Solana's philosophy is to build a useful blockchain first, and then move toward decentralization and censorship resistance over time. It is designed for high performance and to be the best execution layer.

 

  • Low cost, low latency, high throughput

  • Solana optimizes for atomic composability, believing it to be the most useful feature of a blockchain

  • UX improvements to the EVM (e.g. no token approval required)

  • Solana scales as hardware scales, Moore’s Law has been in effect for decades

  • After 3 years of battle testing, the tools and partnerships are in place.

 

Toly succinctly outlines his vision here:

 

 

 

On the other hand, the idea of ​​Ethereum is to first build a decentralized and censorship-resistant blockchain and then improve its usability over time.

 

This gives ETH a monetary premium. Ethereum's future development plans (Surge, Verge, Purge, Splurge) focus on improving its scalability. This is a journey that will unfold gradually over several years, not immediately.
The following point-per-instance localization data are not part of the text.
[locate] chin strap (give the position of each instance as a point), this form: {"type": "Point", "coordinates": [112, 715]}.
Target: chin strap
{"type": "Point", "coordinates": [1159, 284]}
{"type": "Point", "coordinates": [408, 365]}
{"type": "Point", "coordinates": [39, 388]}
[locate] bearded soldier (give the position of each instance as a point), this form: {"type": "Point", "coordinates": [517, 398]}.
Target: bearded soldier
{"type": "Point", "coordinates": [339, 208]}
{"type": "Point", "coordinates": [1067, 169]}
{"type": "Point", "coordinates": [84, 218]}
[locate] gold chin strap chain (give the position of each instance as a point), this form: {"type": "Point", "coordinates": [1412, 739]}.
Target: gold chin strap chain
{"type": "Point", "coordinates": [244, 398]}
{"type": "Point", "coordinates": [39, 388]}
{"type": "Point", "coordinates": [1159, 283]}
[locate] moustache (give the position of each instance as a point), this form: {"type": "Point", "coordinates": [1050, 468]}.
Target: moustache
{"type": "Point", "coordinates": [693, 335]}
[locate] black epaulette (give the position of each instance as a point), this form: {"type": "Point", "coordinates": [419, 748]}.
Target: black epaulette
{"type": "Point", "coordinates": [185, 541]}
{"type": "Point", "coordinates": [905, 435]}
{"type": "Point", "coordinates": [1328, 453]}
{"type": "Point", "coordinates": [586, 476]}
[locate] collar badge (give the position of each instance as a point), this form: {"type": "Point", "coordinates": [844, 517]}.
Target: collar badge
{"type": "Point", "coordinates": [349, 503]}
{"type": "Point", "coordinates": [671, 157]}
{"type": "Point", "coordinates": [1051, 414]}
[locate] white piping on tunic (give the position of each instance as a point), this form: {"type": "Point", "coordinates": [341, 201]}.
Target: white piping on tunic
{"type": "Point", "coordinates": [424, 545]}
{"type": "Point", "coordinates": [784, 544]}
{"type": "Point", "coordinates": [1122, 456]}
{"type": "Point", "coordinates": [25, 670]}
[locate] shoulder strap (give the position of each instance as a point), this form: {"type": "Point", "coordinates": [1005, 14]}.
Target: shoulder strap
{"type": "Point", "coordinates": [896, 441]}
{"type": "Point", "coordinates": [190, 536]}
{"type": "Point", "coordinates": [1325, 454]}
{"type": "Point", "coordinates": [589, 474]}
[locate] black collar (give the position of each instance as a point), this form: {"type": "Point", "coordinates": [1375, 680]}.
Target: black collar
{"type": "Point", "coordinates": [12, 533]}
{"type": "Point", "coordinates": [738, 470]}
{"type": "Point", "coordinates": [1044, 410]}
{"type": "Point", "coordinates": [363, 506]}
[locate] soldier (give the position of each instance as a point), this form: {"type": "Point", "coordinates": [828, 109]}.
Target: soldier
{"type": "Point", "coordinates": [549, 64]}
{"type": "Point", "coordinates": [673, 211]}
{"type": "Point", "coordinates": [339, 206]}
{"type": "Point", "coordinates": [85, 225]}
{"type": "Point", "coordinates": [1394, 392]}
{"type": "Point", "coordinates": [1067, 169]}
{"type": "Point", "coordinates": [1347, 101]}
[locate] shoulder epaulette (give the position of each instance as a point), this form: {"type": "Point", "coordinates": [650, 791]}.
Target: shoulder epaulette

Today, transaction costs are high and throughput is low.

 

 

 

The widely known blockchain trilemma states that it is extremely difficult to achieve the best of scalability, security, and decentralization in a single blockchain. The model suggests that focusing on improving any two of these areas often compromises the third.

 

There is no perfect blockchain and trade-offs are necessary.

 

Much of the debate between Solana and Ethereum revolves around the nature and extent of these compromises. The crux of the matter is how to balance these trade-offs: how much decentralization can be sacrificed for scalability, or whether security should be paramount, perhaps at the expense of performance and fees.

 

The key issue

 

We need to figure out: What do builders, entrepreneurs, and society want to get from blockchain technology?

 

Decentralization is not a binary concept, but a spectrum.

 

Some use cases require more decentralization, others don’t. Money and finance: Yes, I need to be guaranteed that I control my assets and no single entity can take them away from me. Otherwise, I’ll just go with a bank. But gaming? Social media? These are incremental improvements to existing platforms that don’t require full decentralization by enabling greater user ownership and aligning incentives.

 

With that in mind, here is my current mental model of the future of blockchain:

 

  • Power Law: A small number (<5) of general purpose chains will capture the majority of attention;

  • There will be multiple chains, many of which have specialized use cases, and application-specific chains will be ubiquitous;

  • No one-size-fits-all solution

 

Ethereum and Solana will coexist. They will both likely thrive and become huge technology platforms. But I find myself leaning towards the idea of ​​Solana despite its flaws: weak censorship resistance, desperate need for a fee market, light clients, etc.

 

Because Solana is now ready to support large-scale consumer-facing applications, for example, compressed NFTs can only be used on Solana.

 

We need to find crypto’s ChatGPT moment. Now, not in another 5-10 years. Solana may be our best bet to achieve that.